Milwaukee: Prepare to enter the record books.
Ascent, the second of two mass timber structures in the city, will open its doors to residents on July 15, 2022.
But unlike Milwaukee's first mass timber structure, Timber Lofts in Walker’s Point, this $80 million building will stand 25 stories high — 284 feet — making it the tallest mass timber building in the world, knocking Norway's Mjösa Tower out of first place.
Developed by New Land Enterprises LLC at 700 E. Kilbourn Ave. in downtown Milwaukee, the 259-unit building will offer one-bedroom (starting at $1,715 per month), two-bedroom (up to $4,450 per month), and three-bedroom apartments (up to $7,860 per month).
Compared to typical high-rise buildings — which are constructed using concrete and steel — structures like Ascent use treated wood sourced directly from trees.
And like the forests they came from, mass timber buildings actively remove carbon (CO2) from the atmosphere, locking it inside the structure for as long as the building stands.
Further, mass timber buildings aren't only healthier for the planet; they're healthier for their inhabitants, too. Studies suggest that simply being in a room with exposed wood reduces stress — an effect that appeals to our "biophilia," or the innate desire we have to be surrounded by nature.
Milwaukee enters the global dialogue
Alex Timmer, assistant professor at the University of Wisconsin-Milwaukee's School of Architecture and Urban Planning, said a mass timber building like Ascent places Milwaukee in an unexpected spotlight.
"The conversations happening around timber right now are happening globally,” Timmer explained. The most notable mass timber structures are in Europe, so it's unusual that a building of this type is being built in Milwaukee.
Ascent will serve as a test for future technological advances in architecture. Rather than asking, “How does a building like this happen in Europe?" Timmer says we can start to ask: "How does a building like this happen here in Milwaukee, in the state of Wisconsin ... and globally?"
Assessing how Ascent performs in our city will potentially open the door for more conversations concerning mass timber as an entire industry — rather than as a one-off example in one city, one state.
Construction is consumption
Timmer and a team of collaborators from Rivion, WoodWorks and the Forest Products Laboratory are currently working on collecting life cycle data for Ascent, an effort that measures the building's total environmental impact.
Timmer explained they are analyzing Ascent's "embodied carbon" and "embodied energy" — measures of how much energy is required for the creation of the building and how much carbon is produced during construction.
"Architecture is almost purely consumption — it consumes energy,” which, in turn, releases carbon, he said.
This is important to consider any time a new building is constructed.
Experts estimate that the demand for new housing will double by 2060, requiring 2.4 trillion square feet of new housing — the equivalent of adding the entirety of New York City to the world every month for the next 40 years, according to the 2021 Global ABC Global Status Report.

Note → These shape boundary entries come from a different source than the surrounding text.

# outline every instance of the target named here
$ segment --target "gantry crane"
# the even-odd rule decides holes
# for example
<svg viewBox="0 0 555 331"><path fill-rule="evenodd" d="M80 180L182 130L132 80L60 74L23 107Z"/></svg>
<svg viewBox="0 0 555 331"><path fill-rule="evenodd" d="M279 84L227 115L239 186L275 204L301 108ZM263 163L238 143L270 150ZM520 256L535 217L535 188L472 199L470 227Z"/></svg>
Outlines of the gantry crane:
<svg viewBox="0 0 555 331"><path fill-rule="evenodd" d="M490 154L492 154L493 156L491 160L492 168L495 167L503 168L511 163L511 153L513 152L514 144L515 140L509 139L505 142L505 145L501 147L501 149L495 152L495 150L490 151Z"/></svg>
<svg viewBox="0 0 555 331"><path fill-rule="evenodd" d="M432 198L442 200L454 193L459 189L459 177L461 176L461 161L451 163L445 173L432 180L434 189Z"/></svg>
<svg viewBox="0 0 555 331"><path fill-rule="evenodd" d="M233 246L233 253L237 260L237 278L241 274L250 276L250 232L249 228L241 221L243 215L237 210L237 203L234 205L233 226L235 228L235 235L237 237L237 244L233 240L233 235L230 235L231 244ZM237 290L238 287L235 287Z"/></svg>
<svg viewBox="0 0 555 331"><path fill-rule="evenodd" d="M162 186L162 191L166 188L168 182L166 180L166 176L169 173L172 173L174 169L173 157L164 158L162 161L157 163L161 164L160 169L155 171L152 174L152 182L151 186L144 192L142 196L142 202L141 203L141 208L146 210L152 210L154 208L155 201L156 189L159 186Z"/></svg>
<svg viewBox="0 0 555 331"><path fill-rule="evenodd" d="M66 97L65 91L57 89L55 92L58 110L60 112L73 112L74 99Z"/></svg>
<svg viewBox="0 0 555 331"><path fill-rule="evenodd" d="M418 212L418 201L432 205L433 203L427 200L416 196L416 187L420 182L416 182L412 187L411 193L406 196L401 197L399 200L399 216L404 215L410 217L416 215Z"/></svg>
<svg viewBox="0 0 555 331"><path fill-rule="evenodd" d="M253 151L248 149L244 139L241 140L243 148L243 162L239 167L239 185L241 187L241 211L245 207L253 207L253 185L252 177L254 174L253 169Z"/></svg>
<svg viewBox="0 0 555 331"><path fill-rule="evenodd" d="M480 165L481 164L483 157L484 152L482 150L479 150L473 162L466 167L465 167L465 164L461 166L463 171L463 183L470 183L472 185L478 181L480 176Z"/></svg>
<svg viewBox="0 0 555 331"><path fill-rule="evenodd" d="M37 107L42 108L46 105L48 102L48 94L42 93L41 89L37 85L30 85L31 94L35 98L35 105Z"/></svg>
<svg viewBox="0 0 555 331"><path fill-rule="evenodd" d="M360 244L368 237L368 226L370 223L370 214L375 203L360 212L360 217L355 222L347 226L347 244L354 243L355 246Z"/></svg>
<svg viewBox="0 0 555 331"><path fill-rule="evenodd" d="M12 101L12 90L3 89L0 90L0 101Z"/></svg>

That same report states that the construction industry accounts for 47% of global CO2 emissions each year. And approximately 22% of global CO2 emissions come from construction’s two biggest offenders: concrete and steel.
“Embodied carbon is the most important for us as architects to tackle because it has the most immediate impact," he said. We can change how we build new buildings, turning the industry into one of reuse, reduction and sequestration.
This starts with mass timber.
Mass timber is a 'no-brainer'
Mass timber structures directly address embodied carbon because they involve considerably less construction on-site. For Ascent, the building process was estimated to require 90% fewer vehicles and 75% fewer workers to complete the work, which was done in a quarter of the time, according to the building's website.
Mass timber buildings not only reduce embodied carbon, they also directly pull CO2 from the atmosphere and store it within the structure for decades.
According to CD Smith Construction Co., the company contracted for Ascent's construction: "An 18-story mass timber building has a negative carbon footprint equal to taking 2,350 cars off the road per year."
“Mass timber is definitely one of the really, really important tools that architects have right now," Timmer said. "It's a no-brainer."
Sourcing timber mindfully, sustainably
With mass timber structures, significantly less steel and concrete is used, making it more "green" than the typical high-rise.
That’s not to say these materials are completely absent. Steel and concrete are still needed for Ascent's foundation, parking garage, pool, stairwells and elevator shafts.
This is part of the trade-offs that exist when designing any structure. As Timmer explained, a building is rarely made using one material; functionality has to be a factor.
"You're not going to build a pool out of mass timber, right?" he said. “What's interesting about (addressing) embodied carbon is that it allows you to make an informed choice about what material you're using.”
Timmer explained that it's important to look for Forest Stewardship Council standards before purchasing any wood product. This group has standardized metrics that identify whether a material was harvested sustainably.
“As great as mass timber is at sequestering carbon, if you're destroying a tree farm in order to produce it, you're preventing it from being a sustainable product,” he said. "As long as those trees are sustainably forested, sustainably harvested, we potentially have a renewable resource, and we can sequester more and more embodied carbon."
Ascent redefines building codes
While mass timber represents a future for sustainable architecture, building codes have not caught up to technological advancements.
Timmer explained the current U.S. building codes prescribe safety standards that a building must meet. These mandates originally prevented Ascent's height-to-timber ratio due to fire safety concerns.
Ascent was exempted from this code by doing something differently: Providing performative measures, rather than prescriptive ones.
Developers showed that when mass timber burns, it burns only on the outside, creating a 'char zone.' This char zone protects everything inside it, keeping the structure intact. "It is completely safe," he said.
By Ascent's example, Timmer predicts that we'll see building codes evolve and become more sophisticated.
"We're going to get better at building buildings, and we're going to understand them better," he said. "This means that we will be able to ask more of this particular construction typology, and we can ask more of it from an environmental standpoint."
Building a structure like Ascent is part of an experiment that comes with constructing any building, Timmer said. "You learn a ton through the process of building. As much as we do an immense amount of testing in laboratories on these materials, it’s that the actual construction, the actual building that teaches you.”